Denn viel stärker als allgemein angenommen haben Rückenschmerzen mit der Psyche zu tun. Durch beruflichen oder privaten Stress verkrampft die Rückenmuskulatur - die Folge sind schmerzhafte Verspannungen und Verhärtungen. "Die so hervorgerufenen Beschwerden, im Volksmund Hexenschuss und Ischias genannt, können auch Signale des Körpers sein, besser auf das Gleichgewicht zwischen Anspannung und Entspannung achtzugeben", sagt Müller, dessen Rückenzentrum daher sowohl Physio- als auch Psychotherapie angegliedert sind. Viele Schmerzen können erst durch eine umfassende Untersuchung besser eingegrenzt werden. Die zahlreichen potenziellen Schmerzpunkte entlang der Wirbelsäule, so Müller, erschweren die genaue Diagnostik: Dicht an dicht liegen dort Bandscheiben und Gelenke, Nerven und Bänder. "Rückenschmerz ist nicht einmal ein klares Symptom", sagt Müller, "weil es nicht objektiv messbar ist." Was die zeitliche Ausdehnung angeht, wird unterschieden zwischen akuten (bis sechs Wochen), subakuten (sechs bis zwölf Wochen) und chronischen Rückenschmerzen (länger als zwölf Wochen). "Chronische Schmerzen lassen sich aber nicht auf eine zeitliche Dimension reduzieren", gibt Müller zu bedenken. "Es kommen psychische Faktoren wie emotionale und kognitive Veränderungen hinzu, soziale Aspekte wie Berufsunfähigkeit, und die Ausbreitung der Schmerzen in andere Körperregionen." Zu den spezifischen, eindeutig zu diagnostizierenden Rückenbeschwerden gehören außer dem Bandscheibenvorfall auch das Wirbelgleiten (Spondylolisthesis), bei der sich ein Wirbel über den anderen schiebt, oder die abnutzungsbedingte Wirbelsäulenverkrümmung (Skoliose).
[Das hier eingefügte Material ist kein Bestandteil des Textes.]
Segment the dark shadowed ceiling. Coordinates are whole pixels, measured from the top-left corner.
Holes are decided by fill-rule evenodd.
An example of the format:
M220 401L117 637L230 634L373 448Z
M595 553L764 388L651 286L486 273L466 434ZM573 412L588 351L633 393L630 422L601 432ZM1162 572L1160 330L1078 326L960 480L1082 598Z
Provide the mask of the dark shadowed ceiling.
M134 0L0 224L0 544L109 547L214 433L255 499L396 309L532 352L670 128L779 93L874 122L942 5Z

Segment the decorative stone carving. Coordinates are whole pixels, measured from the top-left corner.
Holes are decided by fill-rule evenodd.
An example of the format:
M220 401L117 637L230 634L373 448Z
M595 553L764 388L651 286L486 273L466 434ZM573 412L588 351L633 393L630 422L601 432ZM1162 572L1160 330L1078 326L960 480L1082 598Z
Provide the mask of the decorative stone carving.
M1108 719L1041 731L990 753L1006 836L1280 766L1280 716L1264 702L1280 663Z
"Etwa 90 bis 95 Prozent dieser Erkrankungen müssen nicht operiert werden", sagt Gerd Müller. Den Patienten könne stattdessen mit einer medikamentösen Therapie, einer gezielten physiotherapeutischen Behandlung, durch Rückenschule oder psychologische Verfahren wie Stressbewältigung geholfen werden. "Glücklicherweise machen die schwerwiegenden und ernsthaften Erkrankungen des Rückens nur wenige Prozent aller Fälle aus", sagt Prof. Dr. Uwe Kehler, Chefarzt der Neurochirurgie der Asklepios-Klinik Altona. Seine Patienten leiden an Bandscheibenvorfällen mit Nervenausfällen und Lähmungserscheinungen, Wir- belkanalengen (Wirbelkanalstenosen), tumorbedingten Rückenschmerzen oder entzündlichen Veränderungen der Wirbelsäule. Die bei leichteren Bandscheibenvorfällen angezeigte Zurückhaltung beim Operieren gilt bei diesen Fällen nicht. "Wenn zusätzlich die Funktion von Blase und Mastdarm beeinträchtigt ist, muss meistens sofort operiert werden", sagt Kehler. Zunächst müsse jedoch ein neurologisches oder neuroradiologisches Gutachten abklären, ob tatsächlich ein Bandscheibenvorfall für die Beschwerden verantwortlich ist. Die OP an den Bandscheiben erfolgt minimalinvasiv. Unter Einsatz eines Mikroskops nähert sich Kehler dem "Vorfall" und entfernt ihn - der entstandene Hohlraum füllt sich später mit Narbengewebe teilweise wieder auf. Bereits am Tag der Operation könnten die Patienten wieder aufstehen, nach fünf bis sieben Tagen dürften sie das Krankenhaus verlassen. "Das Altern und den Verschleiß", sagt Kehler, "kann man so allerdings nicht aufhalten."